La secrétaire d'Etat américaine Hillary Clinton s'est félicitée samedi à New
York de la décision iranienne d'autoriser l'Agence internationale de l'énergie
atomique (AIEA) à inspecter son nouveau site d'enrichissement d'uranium.
"Toute décision de l'Iran de se conformer aux règles et régulations
internationales, et particulièrement celles concernant l'AIEA, est toujours
bienvenue", a dit Mme Clinton à des journalistes. Le Secrétaire d'Etat
américain à la Défense, Robert gates, a quant à lui déclaré qu'il estimait que
l’Iran voulait une arme nucléaire mais n’en avait pas encore pris la
décision.
Un officiel de l'administration américaine insistait il y a peu sur le fait
qu'il n'y avait pas de désaccord significatif entre les agences de
renseignements et les experts américains et que ceci encourageait les efforts
de la Maison Blanche à continuer d'essayer d'engager un dialogue diplomatique
avec l'Iran, incluant des discussions sur ses ambitions nucléaires. Au sommet
du G20 de Pittsburgh, le Président américain a refusé d'écarter l'option
militaire tout en continuant à privilégier la diplomatie face à l'Iran alors
que lui et ses partenaires britannique et français venaient d'accuser Téhéran
d'avoir développé un site nucléaire secret. Au cours de son allocution
hebdomadaire, il a exhorté à nouveau Téhéran à coopérer pleinement avec l'AIEA
sur le dossier nucléaire et à donner la preuve de ses "intentions
pacifiques". "Mon offre d'un dialogue sérieux et significatif pour
résoudre ce problème tient toujours", a-t-il déclaré. "Mais l'Iran
doit maintenant coopérer pleinement avec l'Agence internationale de l'énergie
atomique et agir pour faire la preuve de ses intentions pacifiques".
"Les dirigeants iraniens doivent désormais choisir: il peuvent assumer
leurs responsabilités et parvenir à s'intégrer dans la communauté des nations.
Ou bien ils seront confrontés à une isolation et une pression croissantes, et
refuseront cette occasion à leur propre peuple".
En Octobre 2007, Dominique de Villepin expliquait sa position sur l'Iran dans
l'émission Ripostes.

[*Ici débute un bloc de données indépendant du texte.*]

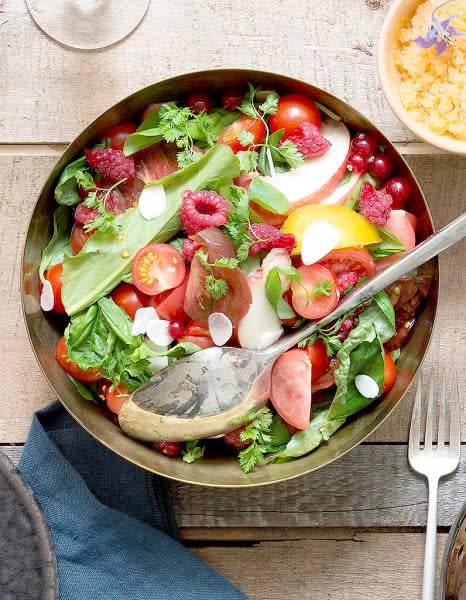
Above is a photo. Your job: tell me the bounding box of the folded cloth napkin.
[19,402,247,600]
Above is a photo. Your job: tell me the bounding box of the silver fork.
[408,372,461,600]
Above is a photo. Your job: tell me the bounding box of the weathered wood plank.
[0,0,413,142]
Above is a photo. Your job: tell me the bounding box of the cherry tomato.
[105,383,129,415]
[217,115,266,152]
[44,263,66,313]
[70,223,91,254]
[102,123,137,150]
[132,244,186,296]
[55,336,102,382]
[383,350,396,394]
[270,348,312,429]
[269,94,320,135]
[319,248,375,276]
[111,283,144,321]
[291,264,340,319]
[306,340,329,383]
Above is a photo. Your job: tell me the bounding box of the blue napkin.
[19,402,247,600]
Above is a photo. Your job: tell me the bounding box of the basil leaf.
[62,144,239,315]
[248,177,290,215]
[367,227,406,260]
[39,206,72,282]
[55,156,89,206]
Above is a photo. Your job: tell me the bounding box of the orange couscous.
[396,0,466,140]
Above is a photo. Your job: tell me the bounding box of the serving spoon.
[118,213,466,442]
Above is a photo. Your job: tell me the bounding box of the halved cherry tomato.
[270,348,312,429]
[217,115,267,153]
[306,340,329,383]
[132,244,186,296]
[383,350,396,394]
[44,263,66,313]
[319,248,375,276]
[111,283,144,321]
[105,383,129,415]
[291,264,340,319]
[102,123,137,150]
[269,94,321,135]
[55,336,102,382]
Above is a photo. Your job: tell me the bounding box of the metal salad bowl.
[21,69,438,487]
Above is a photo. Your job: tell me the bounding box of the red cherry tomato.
[269,94,321,135]
[132,244,186,296]
[217,115,266,152]
[291,264,340,319]
[319,248,375,276]
[102,123,137,150]
[55,336,102,382]
[306,340,329,383]
[270,348,312,429]
[44,263,66,313]
[111,283,144,321]
[383,350,396,394]
[105,383,129,415]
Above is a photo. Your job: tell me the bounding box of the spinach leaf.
[39,206,72,281]
[62,144,239,315]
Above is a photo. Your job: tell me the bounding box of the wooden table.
[0,0,466,600]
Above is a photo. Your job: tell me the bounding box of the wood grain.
[0,0,413,143]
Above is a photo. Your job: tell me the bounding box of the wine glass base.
[26,0,150,50]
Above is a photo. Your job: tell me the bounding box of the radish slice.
[146,319,175,346]
[208,313,233,346]
[131,306,159,335]
[301,221,340,265]
[40,279,55,311]
[354,375,379,398]
[138,185,167,221]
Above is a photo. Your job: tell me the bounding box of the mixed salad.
[39,84,429,472]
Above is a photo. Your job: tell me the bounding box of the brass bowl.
[21,69,438,487]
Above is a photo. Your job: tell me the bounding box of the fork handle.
[422,475,439,600]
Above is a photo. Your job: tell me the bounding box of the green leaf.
[39,206,72,282]
[248,177,289,215]
[62,144,239,315]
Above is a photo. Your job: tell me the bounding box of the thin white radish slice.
[131,306,159,335]
[354,375,379,398]
[40,279,55,311]
[207,313,233,346]
[138,185,167,221]
[146,319,175,346]
[301,221,340,265]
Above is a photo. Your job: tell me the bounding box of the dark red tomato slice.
[102,123,137,150]
[111,283,144,321]
[269,94,321,135]
[55,336,102,382]
[132,244,186,296]
[291,264,340,319]
[44,263,66,313]
[270,348,312,429]
[319,248,375,276]
[217,115,267,152]
[306,340,329,383]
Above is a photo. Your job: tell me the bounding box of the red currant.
[351,133,377,158]
[346,152,367,173]
[385,177,411,209]
[367,152,393,179]
[186,92,214,115]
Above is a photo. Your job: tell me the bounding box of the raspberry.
[280,121,332,158]
[336,271,359,294]
[181,238,202,262]
[248,223,296,256]
[180,190,230,235]
[84,148,136,183]
[359,181,393,226]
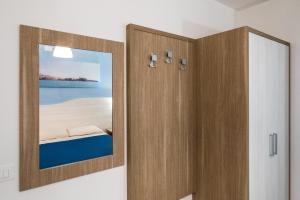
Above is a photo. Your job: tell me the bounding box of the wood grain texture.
[127,25,195,200]
[195,28,249,200]
[20,25,124,191]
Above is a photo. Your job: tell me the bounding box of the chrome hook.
[149,52,157,68]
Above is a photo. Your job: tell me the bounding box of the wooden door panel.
[127,25,195,200]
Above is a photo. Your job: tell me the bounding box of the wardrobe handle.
[273,133,278,155]
[269,134,274,156]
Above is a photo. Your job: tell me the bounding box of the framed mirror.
[20,25,124,191]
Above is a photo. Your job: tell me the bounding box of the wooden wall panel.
[196,28,248,200]
[127,25,195,200]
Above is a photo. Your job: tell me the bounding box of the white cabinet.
[249,33,289,200]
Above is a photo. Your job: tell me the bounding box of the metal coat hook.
[165,49,173,64]
[179,58,187,71]
[149,52,157,68]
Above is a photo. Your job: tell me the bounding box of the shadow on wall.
[182,20,222,38]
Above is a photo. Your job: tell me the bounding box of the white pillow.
[67,125,103,137]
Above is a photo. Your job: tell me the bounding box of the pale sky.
[40,60,101,81]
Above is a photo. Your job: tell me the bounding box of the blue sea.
[39,80,112,105]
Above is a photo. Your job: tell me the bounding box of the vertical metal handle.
[273,133,278,155]
[269,134,274,156]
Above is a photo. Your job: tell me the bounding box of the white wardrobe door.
[273,42,289,200]
[249,33,275,200]
[249,33,289,200]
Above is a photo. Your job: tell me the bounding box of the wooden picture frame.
[20,25,124,191]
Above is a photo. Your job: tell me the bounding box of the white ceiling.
[216,0,268,10]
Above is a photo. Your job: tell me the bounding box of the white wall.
[236,0,300,200]
[0,0,234,200]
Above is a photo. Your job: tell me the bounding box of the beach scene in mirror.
[39,44,113,169]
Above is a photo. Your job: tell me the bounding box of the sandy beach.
[40,98,112,140]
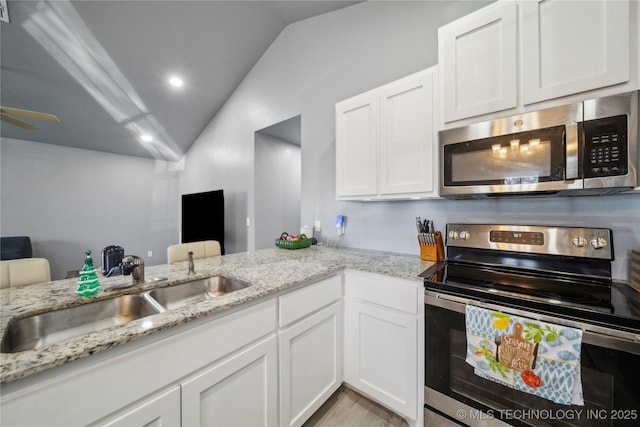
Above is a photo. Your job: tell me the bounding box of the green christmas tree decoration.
[76,250,100,298]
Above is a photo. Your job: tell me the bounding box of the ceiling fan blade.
[0,107,60,122]
[0,114,38,130]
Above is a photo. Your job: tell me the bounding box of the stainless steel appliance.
[439,91,640,199]
[422,224,640,426]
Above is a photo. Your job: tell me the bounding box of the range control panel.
[446,224,613,260]
[489,230,544,246]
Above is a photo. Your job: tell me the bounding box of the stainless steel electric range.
[422,224,640,426]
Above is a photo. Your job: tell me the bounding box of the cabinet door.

En quelques mots, tout était dit de l'impasse des
négociations sur le nucléaire iranien, de la responsabilité de l'administration
Bush et de la montée des tensions dans laquelle la France semblait déjà se
livrer pieds et poings liés au moment où Nicolas Sarkozy rendait visite à
George W. Bush à Washington (Lire : Iran : Il faut écouter et ré-écouter
Dominique de Villepin : http://www.strategic-road.com/pays/analysis/281007_iran_ecouter_villepin.htm
).
Dominique de Villepin vient de rappeler sa position, autrement plus réfléchie
que celle de notre Président de la République, sur son site http://www.clubvillepin.fr/ :
"Le durcissement n'est pas une solution. Nous devons offrir une perspective
au peuple et aux dirigeants iraniens, nous devons offrir une alternative à la
politique dans laquelle s'enferment les autorités de Téhéran et qui permette
d'améliorer le sort des iraniens. Le rôle de la France n'est pas de faire la
leçon, c'est bien sur de rappeler des principes mais ce n'est pas de se situer
à la pointe des pays les plus durs vis à vis de l'Iran. Le rôle de la France,
son rôle historique, sa mission de peuple ami de l'Iran, c'est bien de faire
les propositions, de proposer, parfois avec beaucoup de discrétion, la
diplomatie c'est aussi l'art de faire passer des messages sans toujours taper
du poing sur la table, avec conviction, avec amitié, pour être utile à la
communauté internationale. Ce rôle là c'est le rôle de la France et je crois
qu'aucun autre pays dans le monde n'est mieux placé que la France pour
débloquer la situation, pour faire comprendre aux autorités iraniennes
qu'aujourd'hui leur intérêt c'est d'avancer pour répondre à la pression qui
s'exprime en Iran et qui doit conduire ce pays à s'ouvrir. Oui, que l'Iran
renonce, que nous ayons un temps de latence qui permette aux iraniens de
constater tout le bénéfice qu'ils peuvent tirer de l'ouverture, et je crois
qu'alors la France aura changé la donne, et je crois que c'est sa
mission".
Avant de faire son show devant l'ONU, notre Président de la République aurait
été bien inspiré d'appeler Dominique de Villepin à le conseiller sur l'Iran
!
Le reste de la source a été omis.